January Gardening

In recent years, I’ve gotten into gardening.  It’s a lot harder than one might think as it takes months of planning, preparation, planting, and growing.  So if you’re planting a garden because you think it will be easy, guess again.  Every month I will be listing gardening tips and a recommended gardening timeline for when certain gardening tasks need to be done.  Keep in mind that I said recommended, some people have done gardening for years and years and don’t need to do much planning because they already know the ins and outs of gardening.

Bio-Dome and Fertilizer

January – Depending on what you want to plant, planning for your garden may begin in January.  If you’re wanting to plant flowers, tomatoes, peppers, onions, cantaloupe, watermelon, broccoli, and cauliflower by seed you’ll want to start your planning in January.  If you don’t want to plant these things by seed, you can skip to March.

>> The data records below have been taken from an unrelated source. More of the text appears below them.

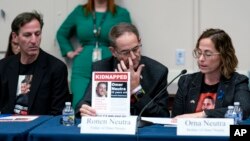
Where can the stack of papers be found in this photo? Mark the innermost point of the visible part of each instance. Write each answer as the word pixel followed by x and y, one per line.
pixel 15 118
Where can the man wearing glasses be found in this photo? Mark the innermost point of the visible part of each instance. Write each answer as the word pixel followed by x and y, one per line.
pixel 148 77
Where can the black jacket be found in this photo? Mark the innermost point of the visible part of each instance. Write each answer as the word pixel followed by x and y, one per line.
pixel 229 91
pixel 49 87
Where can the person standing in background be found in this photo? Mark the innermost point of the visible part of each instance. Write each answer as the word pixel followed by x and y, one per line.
pixel 90 24
pixel 13 47
pixel 217 78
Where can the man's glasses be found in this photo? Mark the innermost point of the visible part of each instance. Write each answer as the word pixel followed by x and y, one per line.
pixel 206 54
pixel 127 52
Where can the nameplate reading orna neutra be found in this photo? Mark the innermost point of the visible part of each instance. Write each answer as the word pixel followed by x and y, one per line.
pixel 204 126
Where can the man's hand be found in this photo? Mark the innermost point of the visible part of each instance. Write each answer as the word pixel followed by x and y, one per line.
pixel 134 74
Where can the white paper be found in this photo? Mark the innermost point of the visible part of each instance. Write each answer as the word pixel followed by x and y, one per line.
pixel 17 118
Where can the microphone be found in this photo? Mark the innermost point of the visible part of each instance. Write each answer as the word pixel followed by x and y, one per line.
pixel 142 123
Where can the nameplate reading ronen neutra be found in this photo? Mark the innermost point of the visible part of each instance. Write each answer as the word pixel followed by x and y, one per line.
pixel 204 126
pixel 108 125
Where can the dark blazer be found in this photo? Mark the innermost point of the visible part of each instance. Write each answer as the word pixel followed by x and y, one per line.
pixel 154 79
pixel 49 88
pixel 229 91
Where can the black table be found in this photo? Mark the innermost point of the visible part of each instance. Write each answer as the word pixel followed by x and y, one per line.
pixel 52 130
pixel 18 131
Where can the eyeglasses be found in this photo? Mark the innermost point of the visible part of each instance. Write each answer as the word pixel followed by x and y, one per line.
pixel 127 52
pixel 206 54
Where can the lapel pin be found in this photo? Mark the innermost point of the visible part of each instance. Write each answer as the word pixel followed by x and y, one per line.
pixel 192 101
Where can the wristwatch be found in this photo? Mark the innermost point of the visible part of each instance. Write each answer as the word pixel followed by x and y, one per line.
pixel 139 94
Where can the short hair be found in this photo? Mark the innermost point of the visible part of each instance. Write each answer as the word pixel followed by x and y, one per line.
pixel 25 17
pixel 223 44
pixel 119 29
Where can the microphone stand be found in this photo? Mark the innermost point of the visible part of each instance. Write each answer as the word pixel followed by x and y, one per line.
pixel 141 123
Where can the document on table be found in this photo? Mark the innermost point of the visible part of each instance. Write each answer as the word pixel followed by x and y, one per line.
pixel 164 121
pixel 16 118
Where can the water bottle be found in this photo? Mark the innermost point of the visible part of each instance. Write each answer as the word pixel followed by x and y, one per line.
pixel 68 117
pixel 231 113
pixel 238 111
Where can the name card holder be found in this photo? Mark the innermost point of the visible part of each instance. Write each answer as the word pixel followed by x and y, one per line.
pixel 204 126
pixel 108 125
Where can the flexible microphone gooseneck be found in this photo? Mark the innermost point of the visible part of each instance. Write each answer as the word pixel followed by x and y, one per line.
pixel 142 123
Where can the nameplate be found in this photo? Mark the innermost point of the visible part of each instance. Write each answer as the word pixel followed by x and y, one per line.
pixel 204 126
pixel 108 125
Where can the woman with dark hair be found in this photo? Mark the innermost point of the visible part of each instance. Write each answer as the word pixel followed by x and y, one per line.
pixel 13 47
pixel 90 24
pixel 218 78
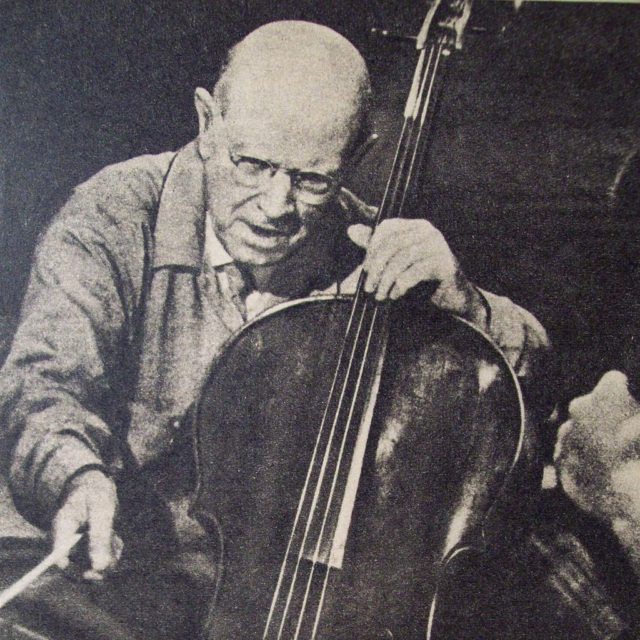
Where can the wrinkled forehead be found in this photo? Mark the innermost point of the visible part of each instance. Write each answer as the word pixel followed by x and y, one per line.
pixel 293 134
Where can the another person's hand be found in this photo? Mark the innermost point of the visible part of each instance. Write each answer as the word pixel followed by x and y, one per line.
pixel 91 503
pixel 597 457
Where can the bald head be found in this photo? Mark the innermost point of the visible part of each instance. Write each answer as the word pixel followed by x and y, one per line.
pixel 298 78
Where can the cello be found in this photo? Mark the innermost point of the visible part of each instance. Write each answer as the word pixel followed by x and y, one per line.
pixel 354 457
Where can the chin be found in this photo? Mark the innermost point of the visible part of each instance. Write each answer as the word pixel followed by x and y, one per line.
pixel 260 257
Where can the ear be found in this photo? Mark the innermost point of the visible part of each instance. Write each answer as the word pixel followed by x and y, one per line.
pixel 206 108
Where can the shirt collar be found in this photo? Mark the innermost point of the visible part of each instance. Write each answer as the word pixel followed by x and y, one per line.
pixel 180 223
pixel 217 255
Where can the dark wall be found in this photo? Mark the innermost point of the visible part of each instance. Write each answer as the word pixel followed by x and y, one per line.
pixel 538 112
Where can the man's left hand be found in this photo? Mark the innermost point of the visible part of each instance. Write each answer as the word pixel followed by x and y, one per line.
pixel 402 253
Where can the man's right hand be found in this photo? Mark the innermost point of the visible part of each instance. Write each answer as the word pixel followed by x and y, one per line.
pixel 91 502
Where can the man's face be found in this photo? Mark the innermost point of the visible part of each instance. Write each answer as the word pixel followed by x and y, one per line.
pixel 267 180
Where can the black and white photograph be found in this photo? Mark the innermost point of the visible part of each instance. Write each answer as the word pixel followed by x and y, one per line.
pixel 319 320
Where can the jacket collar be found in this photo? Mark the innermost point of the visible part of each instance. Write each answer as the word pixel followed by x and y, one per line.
pixel 180 223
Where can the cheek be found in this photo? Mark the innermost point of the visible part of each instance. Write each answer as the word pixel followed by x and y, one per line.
pixel 223 199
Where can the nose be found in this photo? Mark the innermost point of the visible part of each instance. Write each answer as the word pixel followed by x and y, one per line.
pixel 277 199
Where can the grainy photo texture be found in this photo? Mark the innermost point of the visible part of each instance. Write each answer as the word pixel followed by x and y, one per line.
pixel 319 320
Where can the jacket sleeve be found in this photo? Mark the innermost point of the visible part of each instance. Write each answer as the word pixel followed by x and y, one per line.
pixel 57 385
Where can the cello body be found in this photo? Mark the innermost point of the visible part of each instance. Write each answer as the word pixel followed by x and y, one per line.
pixel 445 438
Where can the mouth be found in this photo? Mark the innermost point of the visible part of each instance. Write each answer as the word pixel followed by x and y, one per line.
pixel 270 232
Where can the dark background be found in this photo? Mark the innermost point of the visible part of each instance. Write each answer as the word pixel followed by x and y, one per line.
pixel 537 114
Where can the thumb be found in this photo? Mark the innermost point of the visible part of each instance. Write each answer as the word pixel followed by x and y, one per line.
pixel 359 234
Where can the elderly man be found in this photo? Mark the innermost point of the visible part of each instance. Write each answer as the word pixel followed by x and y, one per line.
pixel 153 263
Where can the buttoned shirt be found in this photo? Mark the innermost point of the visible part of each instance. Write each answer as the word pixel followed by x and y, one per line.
pixel 130 300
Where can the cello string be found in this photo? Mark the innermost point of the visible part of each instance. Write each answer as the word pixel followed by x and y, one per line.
pixel 334 481
pixel 316 494
pixel 402 147
pixel 357 299
pixel 424 109
pixel 420 100
pixel 422 105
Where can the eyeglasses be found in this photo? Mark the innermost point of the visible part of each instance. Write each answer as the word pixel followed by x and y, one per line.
pixel 310 188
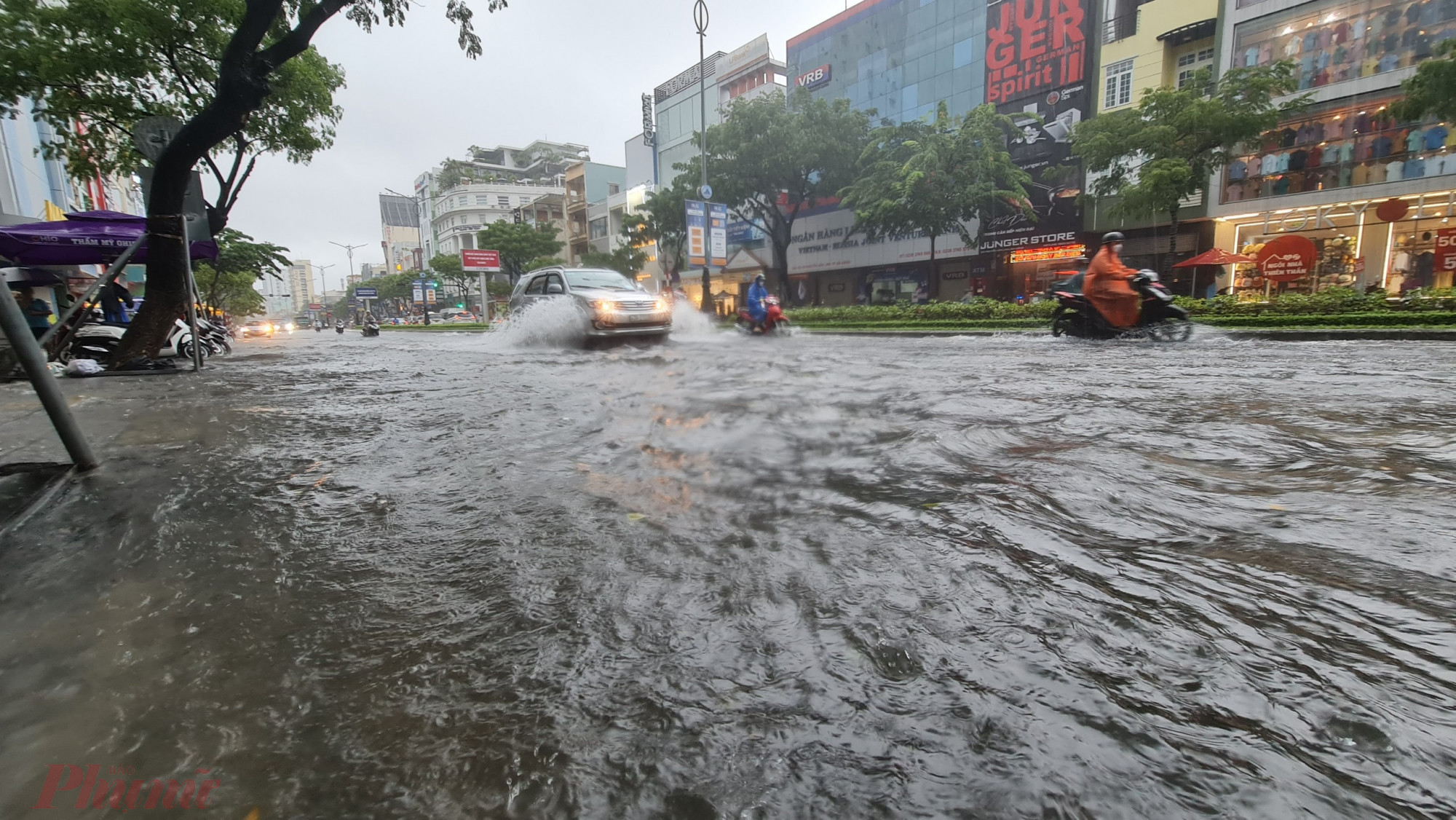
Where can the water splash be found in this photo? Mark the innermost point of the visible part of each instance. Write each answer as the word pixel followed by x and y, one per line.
pixel 551 323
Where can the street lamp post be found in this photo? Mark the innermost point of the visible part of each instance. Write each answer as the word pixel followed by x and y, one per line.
pixel 420 205
pixel 701 21
pixel 350 251
pixel 324 280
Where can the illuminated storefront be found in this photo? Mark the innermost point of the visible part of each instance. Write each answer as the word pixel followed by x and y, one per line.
pixel 1394 244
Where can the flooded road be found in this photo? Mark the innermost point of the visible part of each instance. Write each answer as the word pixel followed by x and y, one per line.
pixel 436 576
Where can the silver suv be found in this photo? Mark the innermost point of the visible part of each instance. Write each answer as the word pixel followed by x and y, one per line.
pixel 611 305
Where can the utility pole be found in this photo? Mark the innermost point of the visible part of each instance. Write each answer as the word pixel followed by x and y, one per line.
pixel 350 250
pixel 701 20
pixel 325 283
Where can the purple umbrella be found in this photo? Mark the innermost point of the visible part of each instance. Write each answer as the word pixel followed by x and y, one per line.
pixel 88 238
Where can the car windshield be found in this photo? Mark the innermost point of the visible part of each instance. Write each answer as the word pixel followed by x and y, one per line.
pixel 599 280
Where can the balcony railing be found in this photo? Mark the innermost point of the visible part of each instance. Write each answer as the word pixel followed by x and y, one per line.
pixel 1120 28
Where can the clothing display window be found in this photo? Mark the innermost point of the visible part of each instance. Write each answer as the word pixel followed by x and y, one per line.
pixel 1332 43
pixel 1340 146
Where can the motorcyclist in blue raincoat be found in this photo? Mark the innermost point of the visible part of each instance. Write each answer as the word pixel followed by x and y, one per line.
pixel 758 308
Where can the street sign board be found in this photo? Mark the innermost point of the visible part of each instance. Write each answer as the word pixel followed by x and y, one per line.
pixel 697 234
pixel 719 234
pixel 481 261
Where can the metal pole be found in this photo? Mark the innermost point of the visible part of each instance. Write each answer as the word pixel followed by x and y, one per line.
pixel 33 359
pixel 191 296
pixel 701 20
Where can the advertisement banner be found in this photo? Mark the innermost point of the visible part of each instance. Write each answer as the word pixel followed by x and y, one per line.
pixel 481 261
pixel 1288 259
pixel 1037 63
pixel 1447 250
pixel 719 234
pixel 697 234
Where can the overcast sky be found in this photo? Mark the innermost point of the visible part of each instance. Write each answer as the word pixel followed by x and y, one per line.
pixel 567 71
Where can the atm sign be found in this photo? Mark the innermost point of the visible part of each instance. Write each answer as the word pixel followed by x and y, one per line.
pixel 815 79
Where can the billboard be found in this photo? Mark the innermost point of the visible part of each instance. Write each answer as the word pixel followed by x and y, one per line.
pixel 719 234
pixel 481 261
pixel 1037 63
pixel 816 78
pixel 697 234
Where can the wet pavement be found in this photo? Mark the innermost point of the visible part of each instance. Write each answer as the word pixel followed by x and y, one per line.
pixel 439 576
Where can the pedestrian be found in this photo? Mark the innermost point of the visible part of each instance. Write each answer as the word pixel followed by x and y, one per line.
pixel 116 299
pixel 37 314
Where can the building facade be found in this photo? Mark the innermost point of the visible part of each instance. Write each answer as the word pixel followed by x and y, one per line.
pixel 302 288
pixel 400 225
pixel 1148 46
pixel 589 184
pixel 1342 194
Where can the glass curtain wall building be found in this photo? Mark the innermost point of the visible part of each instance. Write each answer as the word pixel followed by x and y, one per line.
pixel 899 58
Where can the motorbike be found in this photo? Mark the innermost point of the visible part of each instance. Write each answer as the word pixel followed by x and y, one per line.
pixel 774 324
pixel 100 343
pixel 1160 320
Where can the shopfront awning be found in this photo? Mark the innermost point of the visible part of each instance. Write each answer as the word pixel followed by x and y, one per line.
pixel 1193 33
pixel 88 238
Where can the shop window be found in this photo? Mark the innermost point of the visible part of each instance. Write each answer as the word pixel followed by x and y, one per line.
pixel 1119 85
pixel 1336 43
pixel 1340 148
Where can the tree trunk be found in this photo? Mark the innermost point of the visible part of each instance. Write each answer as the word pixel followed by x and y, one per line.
pixel 935 276
pixel 1173 241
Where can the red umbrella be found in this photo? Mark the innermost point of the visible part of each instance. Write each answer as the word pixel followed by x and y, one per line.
pixel 1216 257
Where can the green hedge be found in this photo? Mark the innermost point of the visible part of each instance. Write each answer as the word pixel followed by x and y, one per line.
pixel 1371 320
pixel 979 310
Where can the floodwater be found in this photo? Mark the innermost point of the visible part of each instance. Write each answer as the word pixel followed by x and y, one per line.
pixel 1016 577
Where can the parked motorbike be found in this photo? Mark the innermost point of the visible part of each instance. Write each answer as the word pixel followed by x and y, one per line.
pixel 100 343
pixel 1160 320
pixel 774 324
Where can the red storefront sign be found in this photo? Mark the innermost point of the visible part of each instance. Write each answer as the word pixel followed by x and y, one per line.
pixel 1288 259
pixel 486 261
pixel 1447 250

To plant flowers, tomatoes, peppers, onions, cantaloupe, watermelon, broccoli, and cauliflower by seed you’ll want to start growing them indoors before the true gardening season starts.  In the past, I’ve been able to get a head start on gardening by using a Bio Dome Seed Starter from Parkseed or something comparable to it.  For the Bio Dome Seed Starter all you need to do is drop 1-2 seeds (I usually do two just incase one does not want to germinate) in the hole of the cells.  There is already holes in the cells when you get them so it makes planting extremely easy.  Once planted add water and fertilizer to the dome.  Note that there are different sizes of cells.  You’ll want bigger cells for the tomatoes, peppers, cantaloupe, watermelon, broccoli and cauliflower and smaller cells for the flowers and onions.  After the cells have been watered and fertilized, put the cover on and let the seeds bask in a place with good sunlight indoors.  Keep the cells full of moisture by checking the domes a couple times a week to make sure they still have water in them. Tip: I pre-make some water and fertilizer mixture in an old milk jug then pour it into the dome as needed.  Once the seeds have germinated and have outgrown the cover, take it off and let them continue to grow.  After you’ve taken the cover off, as long as you continue to water there isn’t anything else to do until the plants are ready to be transplanted outside.